Se escabulló buscando un taxi antes de que alguien la reconociera entre la gente. Por fortuna, los amigos más cercanos habían entrado en la capilla, y sólo quienes estaban en el tanatorio por puro compromiso habían consentido ocupar la última fila. Allí no había ningún rostro familiar, y Victoria se sintió aliviada. No le apetecía hablar con nadie.
Se acomodó en el taxi junto a Herder, que dio al conductor la dirección del hotel. Recordó la invitación de Marga para reunirse con ella y con Solange en la casa familiar, pero dudó unos segundos sobre la conveniencia de ir. De hecho, a esas alturas estaba ya solemnemente arrepentida de haber cedido al impulso de viajar a España. ¿Qué demonios estaba haciendo allí? ¿De qué servía su presencia en una ceremonia absurda a la que el propio Jan había sido ajeno? ¿Por qué había tenido que montar el numerito de la fiel amiga que pierde el bofe por acudir a un funeral? Jan ya estaba muerto así que… ¿Qué más daba que ella estuviese en Madrid o en Kuala Lumpur? Se quitó las gafas negras y se secó el sudor de las aletas de la nariz.
– Tengo que ir a la embajada.
La voz de Herder la sacó de sus cavilaciones.
– ¿Por qué?
– Hay un nuevo embajador. Le conozco, fuimos compañeros en un seminario en Brown. Quiere saludarme. Me ha invitado a comer.
Así que era eso. La solicitud de Herder, su atenta gestión de la crisis, su disponibilidad, escondían simplemente una ocasión de mantener un encuentro con un diplomático en un país extranjero.

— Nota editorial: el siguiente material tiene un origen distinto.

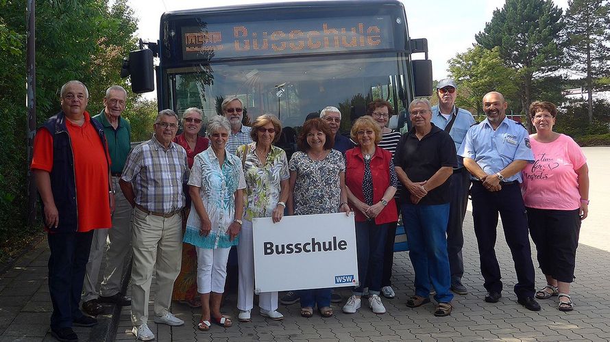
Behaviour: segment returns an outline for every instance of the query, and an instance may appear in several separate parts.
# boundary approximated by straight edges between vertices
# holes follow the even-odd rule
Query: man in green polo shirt
[[[103,126],[112,164],[112,189],[120,189],[119,179],[130,149],[132,128],[121,117],[125,110],[127,92],[120,86],[106,90],[104,108],[93,118]],[[121,277],[127,252],[131,248],[132,206],[121,191],[115,194],[116,206],[111,229],[96,229],[91,243],[86,276],[83,285],[83,310],[92,316],[103,311],[101,303],[131,305],[131,300],[120,291]],[[98,293],[98,274],[104,249],[106,269]]]

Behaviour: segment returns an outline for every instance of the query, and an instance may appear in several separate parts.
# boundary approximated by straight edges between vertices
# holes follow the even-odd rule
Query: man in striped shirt
[[[119,184],[134,208],[132,245],[132,332],[142,341],[155,335],[148,328],[148,298],[156,265],[156,323],[181,326],[169,312],[173,282],[180,270],[182,215],[188,181],[186,152],[172,142],[178,118],[171,109],[159,112],[152,139],[136,146],[125,163]]]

– No creo que se alargue mucho. Espérame en el hotel. Duerme una siesta o… o date un baño.
«Qué considerado de tu parte organizarme la agenda.»

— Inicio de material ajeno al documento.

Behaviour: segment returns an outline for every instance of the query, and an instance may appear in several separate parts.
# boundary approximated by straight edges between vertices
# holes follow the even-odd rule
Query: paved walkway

– De acuerdo. Que el taxi te deje en la embajada, nos queda de camino. Luego sigo yo al hotel. Te espero allí… o tal vez salga a comer fuera, ya veremos.
– ¿Qué tal estás?
Ella no contestó. Hizo con los hombros un gesto que podía entenderse como de resignación, aunque alguien más interesado en el comportamiento ajeno que el aspirante a senador Herder van Halen lo hubiese interpretado de otra forma. Lo que Victoria quería darle a entender es que no pensaba perder el tiempo en explicarle cómo se sentía, entre otras cosas porque tampoco lo iba a entender. Si en siete años había sido incapaz de comprender su relación con Jan, ¿cómo iba a hacerse una idea de lo que para ella significaba su desaparición definitiva?
El coche se detuvo frente a la puerta de la embajada. Un edificio horrible, pensó Victoria, y sintió cierto placer al compartir su impresión con su marido patriota y chauvinista.

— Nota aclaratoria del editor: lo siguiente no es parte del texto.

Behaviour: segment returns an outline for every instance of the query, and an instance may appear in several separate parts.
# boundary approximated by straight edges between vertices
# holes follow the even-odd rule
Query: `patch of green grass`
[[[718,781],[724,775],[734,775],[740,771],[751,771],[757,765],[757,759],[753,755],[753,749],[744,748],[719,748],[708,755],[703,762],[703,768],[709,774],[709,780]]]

– Debe de ser la embajada más fea de todo Madrid -le dijo al despedirse.
– Es por seguridad. -La besó levemente en los labios-. Procura descansar. Luego te veo.
El aire ardiente del mes de agosto entró por la puerta abierta. Victoria se reclinó en el asiento buscando la protección del aire acondicionado.
– ¿En qué hotel me dijo que se alojaban? -preguntó el taxista.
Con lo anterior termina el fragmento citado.